The Australian former Leeds and Liverpool star made a fine start to life in charge of Latics with a 3-0 Carabao Cup win over Carlisle United.
That was rewarded with a trip to Morecambe, but the early signs are encouraging.
And the man in charge insists he will not confuse his players by being too technical.
Kewell said: “I love coaching and I have a knack of breaking things down, that’s how I got taught.
“I didn’t get taught to just do something, I got it broken down for me and I understand that way and that’s how I teach.
“I make my players do something and if they can’t do it, I’ll break it down until they eventually understand.”

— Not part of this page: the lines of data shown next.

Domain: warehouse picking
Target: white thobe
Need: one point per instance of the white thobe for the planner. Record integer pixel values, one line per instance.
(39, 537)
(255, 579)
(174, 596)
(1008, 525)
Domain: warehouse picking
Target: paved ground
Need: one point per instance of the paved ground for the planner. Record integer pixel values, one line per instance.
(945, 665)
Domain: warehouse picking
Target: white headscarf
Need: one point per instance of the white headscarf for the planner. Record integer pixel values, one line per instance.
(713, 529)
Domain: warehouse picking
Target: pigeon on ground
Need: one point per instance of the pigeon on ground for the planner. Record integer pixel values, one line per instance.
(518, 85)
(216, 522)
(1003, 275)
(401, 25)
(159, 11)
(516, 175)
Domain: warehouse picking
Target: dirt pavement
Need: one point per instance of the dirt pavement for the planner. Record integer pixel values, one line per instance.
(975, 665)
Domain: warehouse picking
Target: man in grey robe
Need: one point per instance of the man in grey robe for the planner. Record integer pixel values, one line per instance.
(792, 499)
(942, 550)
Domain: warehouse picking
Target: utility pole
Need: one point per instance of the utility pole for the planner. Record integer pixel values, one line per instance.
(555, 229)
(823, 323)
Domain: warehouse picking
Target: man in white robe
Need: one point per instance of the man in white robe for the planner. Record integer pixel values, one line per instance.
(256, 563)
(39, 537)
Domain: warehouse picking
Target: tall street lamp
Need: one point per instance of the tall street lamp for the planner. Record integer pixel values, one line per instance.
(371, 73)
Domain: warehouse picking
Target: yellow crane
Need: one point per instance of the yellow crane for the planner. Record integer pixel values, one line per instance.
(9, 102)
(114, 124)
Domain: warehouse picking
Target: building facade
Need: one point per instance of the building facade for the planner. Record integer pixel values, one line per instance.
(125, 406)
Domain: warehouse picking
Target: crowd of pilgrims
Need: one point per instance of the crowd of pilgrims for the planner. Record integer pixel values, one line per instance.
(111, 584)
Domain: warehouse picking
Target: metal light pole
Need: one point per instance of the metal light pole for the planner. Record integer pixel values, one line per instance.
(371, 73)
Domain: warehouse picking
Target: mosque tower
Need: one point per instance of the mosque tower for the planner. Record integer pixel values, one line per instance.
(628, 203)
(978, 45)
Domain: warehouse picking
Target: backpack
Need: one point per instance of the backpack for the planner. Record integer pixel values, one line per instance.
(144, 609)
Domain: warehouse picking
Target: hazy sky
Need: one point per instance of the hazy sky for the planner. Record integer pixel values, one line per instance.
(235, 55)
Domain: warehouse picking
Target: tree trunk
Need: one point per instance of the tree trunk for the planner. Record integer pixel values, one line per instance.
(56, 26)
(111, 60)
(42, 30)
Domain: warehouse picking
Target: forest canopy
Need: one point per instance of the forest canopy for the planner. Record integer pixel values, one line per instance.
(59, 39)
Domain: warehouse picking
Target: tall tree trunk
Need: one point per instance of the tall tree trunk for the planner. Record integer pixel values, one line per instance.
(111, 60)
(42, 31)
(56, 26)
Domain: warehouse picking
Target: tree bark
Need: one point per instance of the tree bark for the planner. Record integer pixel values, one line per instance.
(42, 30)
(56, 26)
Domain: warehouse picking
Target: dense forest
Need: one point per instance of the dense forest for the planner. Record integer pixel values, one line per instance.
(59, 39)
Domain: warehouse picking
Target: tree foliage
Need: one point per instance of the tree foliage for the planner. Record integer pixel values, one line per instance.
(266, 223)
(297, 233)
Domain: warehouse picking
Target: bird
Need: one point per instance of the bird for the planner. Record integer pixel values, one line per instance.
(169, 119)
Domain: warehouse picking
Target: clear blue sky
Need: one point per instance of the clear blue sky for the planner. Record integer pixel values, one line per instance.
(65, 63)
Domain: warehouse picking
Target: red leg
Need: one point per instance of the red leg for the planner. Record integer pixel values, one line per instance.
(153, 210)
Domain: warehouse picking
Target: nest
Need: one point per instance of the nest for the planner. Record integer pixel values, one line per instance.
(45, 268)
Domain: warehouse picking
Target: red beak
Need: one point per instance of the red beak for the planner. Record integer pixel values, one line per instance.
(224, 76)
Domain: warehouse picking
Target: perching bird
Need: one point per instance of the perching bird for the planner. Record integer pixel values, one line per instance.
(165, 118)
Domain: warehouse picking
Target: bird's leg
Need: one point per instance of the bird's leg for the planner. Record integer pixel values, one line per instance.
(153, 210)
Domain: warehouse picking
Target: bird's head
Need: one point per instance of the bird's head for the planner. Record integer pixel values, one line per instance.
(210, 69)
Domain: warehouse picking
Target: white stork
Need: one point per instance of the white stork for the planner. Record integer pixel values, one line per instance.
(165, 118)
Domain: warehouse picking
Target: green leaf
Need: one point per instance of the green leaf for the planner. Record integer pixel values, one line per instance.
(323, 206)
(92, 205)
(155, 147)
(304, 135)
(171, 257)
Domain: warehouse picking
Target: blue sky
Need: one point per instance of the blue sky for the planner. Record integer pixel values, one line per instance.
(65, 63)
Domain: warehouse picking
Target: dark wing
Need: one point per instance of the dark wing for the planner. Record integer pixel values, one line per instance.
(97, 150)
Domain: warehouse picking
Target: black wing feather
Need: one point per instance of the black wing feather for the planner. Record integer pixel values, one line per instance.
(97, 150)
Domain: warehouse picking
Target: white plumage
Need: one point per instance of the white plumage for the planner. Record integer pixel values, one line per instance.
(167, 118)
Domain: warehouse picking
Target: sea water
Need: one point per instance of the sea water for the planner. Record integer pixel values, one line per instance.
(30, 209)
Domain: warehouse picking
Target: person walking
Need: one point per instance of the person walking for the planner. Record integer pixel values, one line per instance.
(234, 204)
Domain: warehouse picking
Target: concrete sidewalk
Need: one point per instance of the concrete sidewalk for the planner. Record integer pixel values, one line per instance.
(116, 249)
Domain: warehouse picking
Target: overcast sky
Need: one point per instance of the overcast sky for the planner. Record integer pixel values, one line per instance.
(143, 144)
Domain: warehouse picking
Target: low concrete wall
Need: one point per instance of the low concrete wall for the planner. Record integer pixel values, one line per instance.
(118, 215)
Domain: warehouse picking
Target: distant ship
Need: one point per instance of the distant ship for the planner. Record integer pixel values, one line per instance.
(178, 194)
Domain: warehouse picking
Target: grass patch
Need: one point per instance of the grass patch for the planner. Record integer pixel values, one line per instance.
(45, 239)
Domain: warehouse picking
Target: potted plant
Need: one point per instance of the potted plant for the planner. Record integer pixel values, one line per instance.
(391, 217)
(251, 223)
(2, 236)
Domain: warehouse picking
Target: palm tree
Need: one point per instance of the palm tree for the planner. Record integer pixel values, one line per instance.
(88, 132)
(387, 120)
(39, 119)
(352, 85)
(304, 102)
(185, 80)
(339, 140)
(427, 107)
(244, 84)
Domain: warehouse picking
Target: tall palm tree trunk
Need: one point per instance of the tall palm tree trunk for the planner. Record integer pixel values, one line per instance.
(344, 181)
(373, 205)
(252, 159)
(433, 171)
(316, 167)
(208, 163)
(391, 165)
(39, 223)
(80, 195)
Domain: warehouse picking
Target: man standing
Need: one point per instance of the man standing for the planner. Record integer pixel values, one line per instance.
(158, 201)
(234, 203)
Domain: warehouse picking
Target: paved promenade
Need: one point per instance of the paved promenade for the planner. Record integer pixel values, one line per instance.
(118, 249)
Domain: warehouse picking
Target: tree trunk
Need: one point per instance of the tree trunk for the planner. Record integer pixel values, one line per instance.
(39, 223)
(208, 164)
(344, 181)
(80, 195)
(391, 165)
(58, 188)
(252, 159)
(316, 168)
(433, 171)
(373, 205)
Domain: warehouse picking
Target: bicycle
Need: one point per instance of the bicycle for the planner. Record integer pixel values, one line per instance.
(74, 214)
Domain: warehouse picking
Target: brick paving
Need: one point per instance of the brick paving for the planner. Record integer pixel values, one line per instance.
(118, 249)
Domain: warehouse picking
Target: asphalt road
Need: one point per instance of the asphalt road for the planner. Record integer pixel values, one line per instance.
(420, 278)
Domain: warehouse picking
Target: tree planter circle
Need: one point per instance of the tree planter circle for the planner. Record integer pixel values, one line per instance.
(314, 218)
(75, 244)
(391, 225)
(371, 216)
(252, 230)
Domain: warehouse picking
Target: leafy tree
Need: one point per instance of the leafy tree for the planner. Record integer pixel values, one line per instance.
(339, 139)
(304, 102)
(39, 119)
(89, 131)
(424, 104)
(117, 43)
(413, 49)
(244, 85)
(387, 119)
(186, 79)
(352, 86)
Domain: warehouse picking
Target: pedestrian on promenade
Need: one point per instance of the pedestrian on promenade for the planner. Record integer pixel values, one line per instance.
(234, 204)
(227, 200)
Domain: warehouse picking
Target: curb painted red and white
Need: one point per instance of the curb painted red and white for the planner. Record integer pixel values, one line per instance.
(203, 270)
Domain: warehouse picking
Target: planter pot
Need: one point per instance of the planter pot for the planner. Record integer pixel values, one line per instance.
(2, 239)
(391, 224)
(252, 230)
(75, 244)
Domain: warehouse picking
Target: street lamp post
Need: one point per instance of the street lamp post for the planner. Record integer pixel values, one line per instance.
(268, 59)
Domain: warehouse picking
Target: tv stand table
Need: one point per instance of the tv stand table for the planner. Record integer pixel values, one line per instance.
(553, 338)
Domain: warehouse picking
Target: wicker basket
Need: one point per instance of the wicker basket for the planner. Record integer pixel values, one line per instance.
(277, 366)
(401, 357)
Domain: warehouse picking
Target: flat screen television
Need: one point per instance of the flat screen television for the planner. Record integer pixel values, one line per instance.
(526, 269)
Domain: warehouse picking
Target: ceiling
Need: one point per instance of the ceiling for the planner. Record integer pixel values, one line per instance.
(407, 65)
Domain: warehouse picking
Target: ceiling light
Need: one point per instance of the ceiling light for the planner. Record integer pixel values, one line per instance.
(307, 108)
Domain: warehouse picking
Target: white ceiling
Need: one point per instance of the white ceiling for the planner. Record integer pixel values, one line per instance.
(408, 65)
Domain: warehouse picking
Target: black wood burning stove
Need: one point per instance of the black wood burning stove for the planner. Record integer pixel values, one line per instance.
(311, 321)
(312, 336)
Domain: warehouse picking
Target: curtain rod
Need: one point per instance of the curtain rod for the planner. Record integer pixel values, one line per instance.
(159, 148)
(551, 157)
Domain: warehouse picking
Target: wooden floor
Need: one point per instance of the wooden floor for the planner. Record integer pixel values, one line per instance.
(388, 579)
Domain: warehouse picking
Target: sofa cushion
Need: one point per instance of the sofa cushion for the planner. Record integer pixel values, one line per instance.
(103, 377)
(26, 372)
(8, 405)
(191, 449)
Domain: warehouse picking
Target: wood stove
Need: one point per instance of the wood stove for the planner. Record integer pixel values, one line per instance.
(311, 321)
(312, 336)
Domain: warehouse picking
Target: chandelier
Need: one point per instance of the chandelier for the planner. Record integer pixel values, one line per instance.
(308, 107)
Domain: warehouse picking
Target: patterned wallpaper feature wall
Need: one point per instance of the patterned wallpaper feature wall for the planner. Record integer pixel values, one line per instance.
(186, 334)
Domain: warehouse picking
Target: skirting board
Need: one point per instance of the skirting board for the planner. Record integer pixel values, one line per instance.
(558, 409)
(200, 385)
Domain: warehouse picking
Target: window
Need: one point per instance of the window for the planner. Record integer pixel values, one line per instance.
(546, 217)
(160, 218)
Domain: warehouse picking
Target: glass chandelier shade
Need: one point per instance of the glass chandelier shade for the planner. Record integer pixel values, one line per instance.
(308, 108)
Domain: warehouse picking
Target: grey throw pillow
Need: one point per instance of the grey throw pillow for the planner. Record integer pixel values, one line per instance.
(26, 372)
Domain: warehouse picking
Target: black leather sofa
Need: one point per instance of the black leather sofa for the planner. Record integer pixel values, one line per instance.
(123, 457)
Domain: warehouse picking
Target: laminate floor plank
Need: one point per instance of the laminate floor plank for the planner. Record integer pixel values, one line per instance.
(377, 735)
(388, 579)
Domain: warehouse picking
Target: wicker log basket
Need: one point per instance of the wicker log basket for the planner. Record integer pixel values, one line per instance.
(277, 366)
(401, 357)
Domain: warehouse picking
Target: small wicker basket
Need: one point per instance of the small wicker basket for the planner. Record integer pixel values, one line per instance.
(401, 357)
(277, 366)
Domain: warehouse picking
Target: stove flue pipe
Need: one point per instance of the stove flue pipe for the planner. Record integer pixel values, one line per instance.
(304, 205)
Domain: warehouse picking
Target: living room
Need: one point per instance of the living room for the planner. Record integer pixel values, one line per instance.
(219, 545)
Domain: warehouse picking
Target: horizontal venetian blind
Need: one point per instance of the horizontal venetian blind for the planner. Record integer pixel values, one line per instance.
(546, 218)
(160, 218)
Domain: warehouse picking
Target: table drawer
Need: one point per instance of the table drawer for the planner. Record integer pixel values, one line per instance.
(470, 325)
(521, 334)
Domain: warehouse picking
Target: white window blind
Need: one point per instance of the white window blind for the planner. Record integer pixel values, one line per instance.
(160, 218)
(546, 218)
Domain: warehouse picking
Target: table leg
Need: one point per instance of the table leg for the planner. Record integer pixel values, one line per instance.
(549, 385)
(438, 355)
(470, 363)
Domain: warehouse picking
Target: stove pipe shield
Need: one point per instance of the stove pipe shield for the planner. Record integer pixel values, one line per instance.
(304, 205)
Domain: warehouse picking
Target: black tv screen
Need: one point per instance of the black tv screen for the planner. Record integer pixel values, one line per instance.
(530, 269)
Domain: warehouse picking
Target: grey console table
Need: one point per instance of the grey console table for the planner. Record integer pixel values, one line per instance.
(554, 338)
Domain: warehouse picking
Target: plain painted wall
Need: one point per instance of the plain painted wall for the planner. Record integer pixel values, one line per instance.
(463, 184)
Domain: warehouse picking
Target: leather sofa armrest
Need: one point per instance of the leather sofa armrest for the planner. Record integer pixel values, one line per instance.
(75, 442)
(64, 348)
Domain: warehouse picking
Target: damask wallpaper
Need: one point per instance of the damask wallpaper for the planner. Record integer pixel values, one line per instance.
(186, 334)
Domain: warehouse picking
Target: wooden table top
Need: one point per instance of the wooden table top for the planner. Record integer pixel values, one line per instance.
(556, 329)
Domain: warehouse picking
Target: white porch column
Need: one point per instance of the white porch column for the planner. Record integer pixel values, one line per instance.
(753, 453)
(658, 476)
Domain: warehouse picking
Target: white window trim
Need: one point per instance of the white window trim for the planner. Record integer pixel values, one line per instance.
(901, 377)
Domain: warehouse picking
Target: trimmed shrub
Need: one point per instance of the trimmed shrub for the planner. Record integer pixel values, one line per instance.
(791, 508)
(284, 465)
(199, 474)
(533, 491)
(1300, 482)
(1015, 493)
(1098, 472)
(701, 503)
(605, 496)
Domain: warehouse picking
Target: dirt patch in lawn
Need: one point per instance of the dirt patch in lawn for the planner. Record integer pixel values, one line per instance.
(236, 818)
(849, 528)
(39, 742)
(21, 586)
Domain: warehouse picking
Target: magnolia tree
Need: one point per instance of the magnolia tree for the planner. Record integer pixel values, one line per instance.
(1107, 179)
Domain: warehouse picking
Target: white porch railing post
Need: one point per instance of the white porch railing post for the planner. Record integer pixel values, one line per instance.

Kewell admits the reality of Oldham is different than the perception after becoming the sixth full-time appointment at Boundary Park in just under two-and-a-half years – just do not be late.
Much has been made of the League Two side’s off-field woes – the battles involving owner Abdallah Lemsagam and those behind company Brass Bank, who own the new stand, reports of unpaid wages, fans wanting the Moroccan out and the constant chopping and changing of bosses.
But Kewell, who admits former agent Lemsagam once sorted out a move for him to the Middle East, insists things are not as bad as they seem.
A huge reason why he opted to replace Dino Maamria is the training ground at nearby Chapel Road.
That convinced him to take the job and he has already brought in one rule for everyone – make sure you are on time.
Kewell, for whom Lemsagam sorted a switch to Qatar-based Al Gharafa from Melbourne Victory in 2012, added: “The main reason I took the job – and don’t laugh – was the training facility.
“I said, ‘If you want me to play a certain style and improve your players, I need to work in a clean office.’ The training ground.
“I said, ‘I’m not going to do anything until I see the training ground.’ It’s an excellent set up and I knew straight away it’s a place where I can work and get my business done properly.
“And the one thing I won’t tolerate is lateness. A lot of clubs have rules and rules and rules, so many you can get lost in them – just don’t be late for me, otherwise I’ll lock you out,
“Abdallah and I are starting the new foundation of the club and we’re working towards getting Oldham back to where they belong. One thing he’s always been with me is honest.
“We’re a small group but I’ve been at a similar club and if you get that small community, we’re all fighting for each other.
“We’ve got to make sure everything’s in place. Yes, we’re going to hit speedbumps along the way but it’s about how we get over them.”
Kewell admits he has learned from mistakes made while in charge of Crawley Town and Notts County, but insists he enjoyed his 11-game stint at the latter.
Now he is back in the game, he is determined to make the Latics – founder members of the Premier League – adaptable with a mentality born in his homeland.
He continued: “People get locked down into playing a certain way and you’ve got to be able to adapt.
“It’s that Australian mentality – we go out to win and give it our best. If it works, it works. If it doesn’t, at least you’ll know we’ve tried our hardest.
“I’m grateful to be back in a job but every job in football is challenging. People presume that because clubs are in a better situation that it’s going to be easier.
“For me, it’s a great start. Don’t forget, there are four leagues lower than League Two, a great league as the players want to learn and go to the next level.
“We’ve got to take it nice and steady and slow and get the foundations right. We’re looking to put that right.
“I know it’s going to be difficult and I’m looking forward to the challenge. A lot of clubs, even at the highest level, go through managers.”